Accueil du site > Séances et Manifestations > Les séances du vendredi > Séances 2012 > Avril 2012

Séance du 20 avril 2012


Note d’information de M. Michal Gawlikowski, correspondant étranger de l’Académie, sous le patronage de M. Jean-Marie DENTZER : « Le Tarif de Palmyre et le temple de Rab’asirê ».

Écouter
IMG/mp3/aibl_20_04_2012_gawlikowski_ni.mp3

En 1882, l’Académie a été informée d’une découverte majeure faite à Palmyre. Le prince Abamelek-Lazarev a communiqué l’estampage du tarif municipal qu’il avait dégagé l’année même. L’année suivante, une première édition a paru dans Journal asiatique sous la plume de M. de Vogüé. La pierre a été transportée à St. Petersbourg en 1901 où elle se trouve aujourd’hui au Musée de l’Hermitage. Selon le texte du Tarif, la stèle était exposée en face du temple du dieu dit Rab’asirê, mais le lieu exact de la trouvaille est demeuré vague. Encore en 1966, le Comte du Mesnil du Buisson a fait état à l’Académie de sa conviction que ce temple serait identique au bâtiment connu comme l’annexe de l’Agora, fouillé à l’époque par les archéologues syriens. Grâce à l’obligeance de M. Alexandre Nikitine, conservateur du Département Oriental de l’Hermitage, j’ai pu obtenir les copies d’un lot de photos prises lors de l’opération de l’enlèvement du Tarif en 1901. Il est ainsi devenu possible de fixer l’endroit précis de la stèle. Au cours de deux saisons de fouille, en 2010 et 2011, j’ai pu retrouver cet endroit. En même temps, une voie pavée a été découverte, suivant le fond du wadi qui passe devant l’Agora de Palmyre. Les restes du temple ont été également retrouvés. La topographie de cette partie de l’ancienne Palmyre se trouve ainsi sensiblement modifiée.

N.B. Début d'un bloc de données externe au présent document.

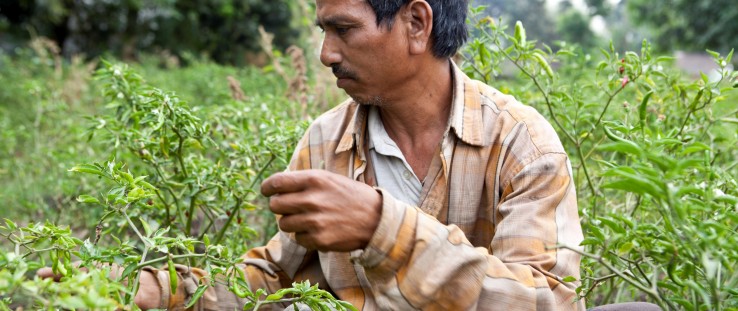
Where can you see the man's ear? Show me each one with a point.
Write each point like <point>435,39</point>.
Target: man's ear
<point>419,18</point>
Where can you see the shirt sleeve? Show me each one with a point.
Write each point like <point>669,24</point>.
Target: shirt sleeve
<point>415,262</point>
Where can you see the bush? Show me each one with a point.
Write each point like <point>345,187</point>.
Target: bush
<point>655,164</point>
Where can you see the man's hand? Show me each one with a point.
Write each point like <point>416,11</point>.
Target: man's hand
<point>326,211</point>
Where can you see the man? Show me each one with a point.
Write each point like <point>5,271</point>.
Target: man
<point>425,190</point>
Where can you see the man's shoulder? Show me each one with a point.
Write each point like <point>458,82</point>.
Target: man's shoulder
<point>506,114</point>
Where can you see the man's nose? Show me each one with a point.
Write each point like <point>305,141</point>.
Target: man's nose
<point>329,54</point>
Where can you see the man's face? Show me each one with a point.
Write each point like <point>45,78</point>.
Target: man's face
<point>368,60</point>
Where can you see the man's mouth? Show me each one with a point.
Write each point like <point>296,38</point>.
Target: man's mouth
<point>342,73</point>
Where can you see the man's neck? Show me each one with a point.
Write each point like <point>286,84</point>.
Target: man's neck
<point>417,120</point>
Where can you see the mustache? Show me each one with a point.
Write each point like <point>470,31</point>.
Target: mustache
<point>342,72</point>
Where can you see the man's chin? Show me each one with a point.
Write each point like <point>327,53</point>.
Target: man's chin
<point>377,101</point>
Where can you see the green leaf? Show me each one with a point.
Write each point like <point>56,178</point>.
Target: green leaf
<point>196,296</point>
<point>611,224</point>
<point>147,228</point>
<point>87,199</point>
<point>347,305</point>
<point>86,168</point>
<point>11,225</point>
<point>172,276</point>
<point>590,241</point>
<point>136,194</point>
<point>625,248</point>
<point>127,271</point>
<point>642,109</point>
<point>276,296</point>
<point>520,33</point>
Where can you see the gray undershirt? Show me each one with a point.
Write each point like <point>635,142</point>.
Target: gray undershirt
<point>391,170</point>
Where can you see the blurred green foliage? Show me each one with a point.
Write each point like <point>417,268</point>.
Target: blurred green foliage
<point>690,25</point>
<point>224,30</point>
<point>654,161</point>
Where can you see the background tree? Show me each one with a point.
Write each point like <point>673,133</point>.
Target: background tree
<point>224,30</point>
<point>690,25</point>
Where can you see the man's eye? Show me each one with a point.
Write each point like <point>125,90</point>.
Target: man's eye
<point>342,30</point>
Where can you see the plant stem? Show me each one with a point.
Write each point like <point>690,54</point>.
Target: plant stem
<point>654,294</point>
<point>228,222</point>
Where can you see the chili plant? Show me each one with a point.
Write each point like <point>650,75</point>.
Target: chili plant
<point>654,160</point>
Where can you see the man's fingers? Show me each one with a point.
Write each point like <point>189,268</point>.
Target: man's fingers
<point>296,223</point>
<point>287,182</point>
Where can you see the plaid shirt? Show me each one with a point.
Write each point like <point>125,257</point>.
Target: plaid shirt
<point>497,200</point>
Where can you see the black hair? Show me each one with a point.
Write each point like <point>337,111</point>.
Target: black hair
<point>449,22</point>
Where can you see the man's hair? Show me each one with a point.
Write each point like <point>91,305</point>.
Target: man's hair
<point>449,22</point>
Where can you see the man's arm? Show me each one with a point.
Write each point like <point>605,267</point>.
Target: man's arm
<point>415,262</point>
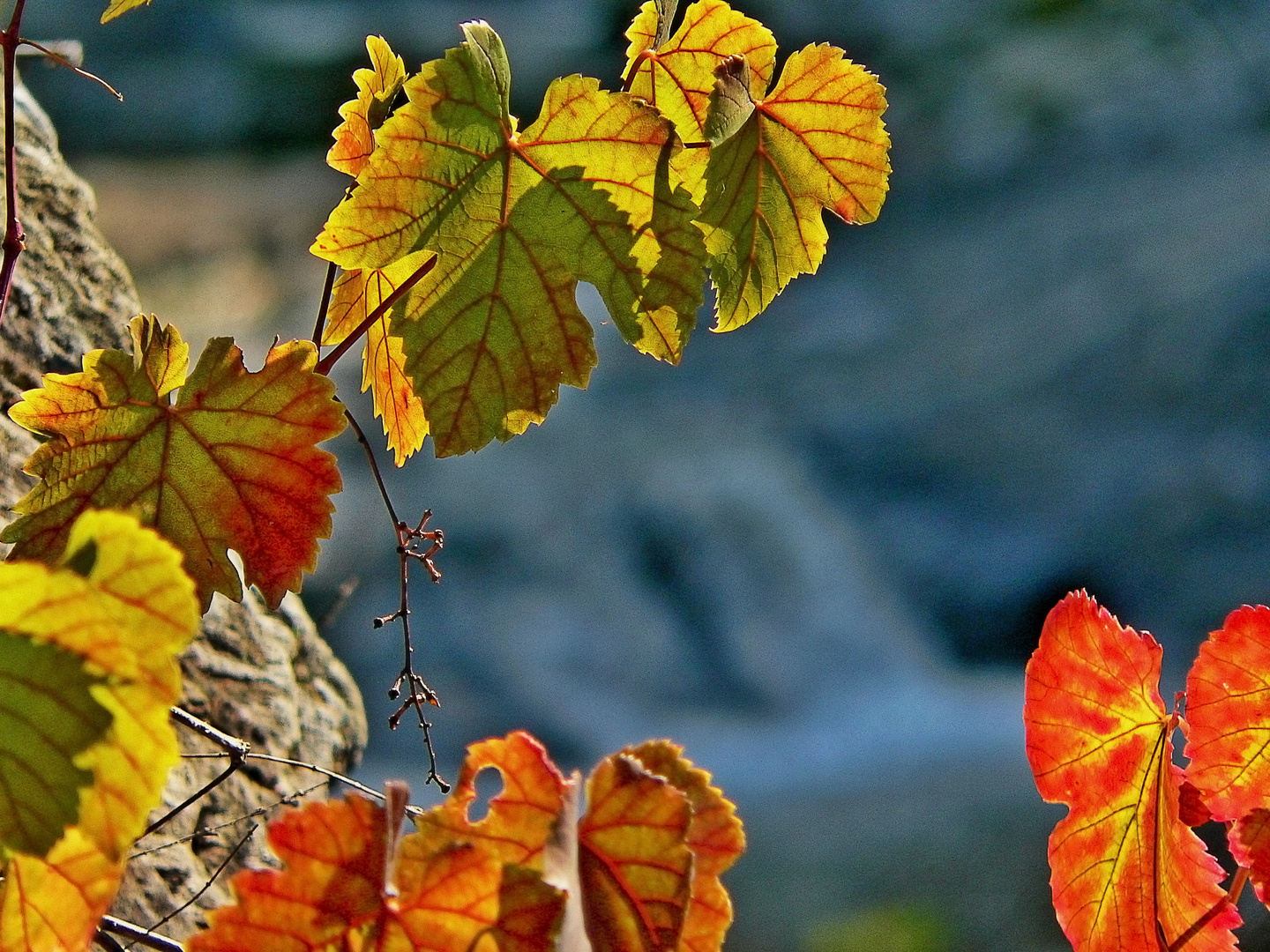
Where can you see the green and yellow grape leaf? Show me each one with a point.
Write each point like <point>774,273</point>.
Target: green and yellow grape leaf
<point>634,863</point>
<point>1128,874</point>
<point>333,894</point>
<point>118,609</point>
<point>1229,715</point>
<point>677,75</point>
<point>121,6</point>
<point>817,141</point>
<point>715,838</point>
<point>230,464</point>
<point>376,89</point>
<point>355,297</point>
<point>517,219</point>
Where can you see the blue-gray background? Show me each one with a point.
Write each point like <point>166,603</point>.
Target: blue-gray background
<point>818,553</point>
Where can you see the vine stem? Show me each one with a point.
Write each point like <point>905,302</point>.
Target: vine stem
<point>325,365</point>
<point>14,236</point>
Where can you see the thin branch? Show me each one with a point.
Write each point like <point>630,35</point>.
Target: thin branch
<point>385,306</point>
<point>64,61</point>
<point>14,236</point>
<point>325,303</point>
<point>161,943</point>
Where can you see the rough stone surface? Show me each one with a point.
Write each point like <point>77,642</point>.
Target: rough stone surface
<point>263,675</point>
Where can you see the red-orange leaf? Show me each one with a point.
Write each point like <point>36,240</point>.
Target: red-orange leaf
<point>715,838</point>
<point>1127,871</point>
<point>231,464</point>
<point>332,893</point>
<point>634,865</point>
<point>1229,714</point>
<point>519,818</point>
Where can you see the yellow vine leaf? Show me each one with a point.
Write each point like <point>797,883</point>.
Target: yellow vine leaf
<point>230,464</point>
<point>121,6</point>
<point>355,297</point>
<point>121,608</point>
<point>376,89</point>
<point>517,219</point>
<point>816,141</point>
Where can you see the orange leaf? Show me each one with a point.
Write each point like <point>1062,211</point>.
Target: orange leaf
<point>376,89</point>
<point>332,893</point>
<point>715,838</point>
<point>231,464</point>
<point>1250,845</point>
<point>634,865</point>
<point>1127,871</point>
<point>354,299</point>
<point>519,818</point>
<point>1229,714</point>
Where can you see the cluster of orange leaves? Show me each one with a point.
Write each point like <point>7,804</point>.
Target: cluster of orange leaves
<point>1128,871</point>
<point>637,873</point>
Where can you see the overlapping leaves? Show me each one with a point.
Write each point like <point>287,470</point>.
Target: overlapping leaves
<point>89,674</point>
<point>230,464</point>
<point>1127,873</point>
<point>628,865</point>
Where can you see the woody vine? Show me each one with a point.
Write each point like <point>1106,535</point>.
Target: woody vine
<point>455,257</point>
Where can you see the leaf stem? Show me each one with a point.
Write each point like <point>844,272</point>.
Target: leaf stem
<point>14,236</point>
<point>385,306</point>
<point>325,303</point>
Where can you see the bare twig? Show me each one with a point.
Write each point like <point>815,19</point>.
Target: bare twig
<point>161,943</point>
<point>14,236</point>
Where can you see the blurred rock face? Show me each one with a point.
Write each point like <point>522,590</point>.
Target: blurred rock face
<point>819,551</point>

Mots clés : Palmyre, Tarif, Agora, de Vogüé, Rab’asirê


Communication de M. Satyanad Kichenassamy, sous le patronage de M. Pierre-Sylvain FILLIOZAT : « L’Analyse Littéraire au service de l’Histoire des Mathématiques : Critique interne de la Géométrie de Brahmagupta ».

Écouter
IMG/mp3/aibl_20_04_2012_kichenassamy_comm.mp3

Le mathématicien indien Brahmagupta (628 ap. J.-C.), dont chacun connaît les règles de manipulation du zéro et des nombres négatifs, ainsi que les nombreuses méthodes « algébriques », a également donné des résultats géométriques dont la validité a été contestée en Inde comme en Occident. En soumettant le discours versifié de Brahmagupta aux méthodes de critique interne habituellement réservées aux textes littéraires ou historiques, on montre qu’il a construit un discours mathématique cohérent conduisant à la dérivation de ses résultats sur le quadrilatère inscrit dans un cercle. Ce discours ne procède pas de manière dogmatique, mais se présente plutôt comme une invitation à penser avec l’auteur. Les bases conceptuelles de Brahmagupta diffèrent des nôtres, mais aussi de celles de certains de ses successeurs immédiats ; il ne connaît pas la notion d’angle, il n’utilise aucune figure. Mais la structure de son discours et la précision de sa terminologie suffisent pour comprendre ce qu’il suggère, pour peu qu’on le lise comme un texte littéraire, utilisant toutes les ressources de la langue. Ces résultats sont cohérents avec nos résultats antérieurs sur les mathématiques de la période des Śulva-sūtras (circa 800 à 500 av. J.-C.).

Mots-clés  : Discours mathématique versifié. Quadrilatère cyclique. Analyse littéraire. Mathématiques de l’Inde médiévale.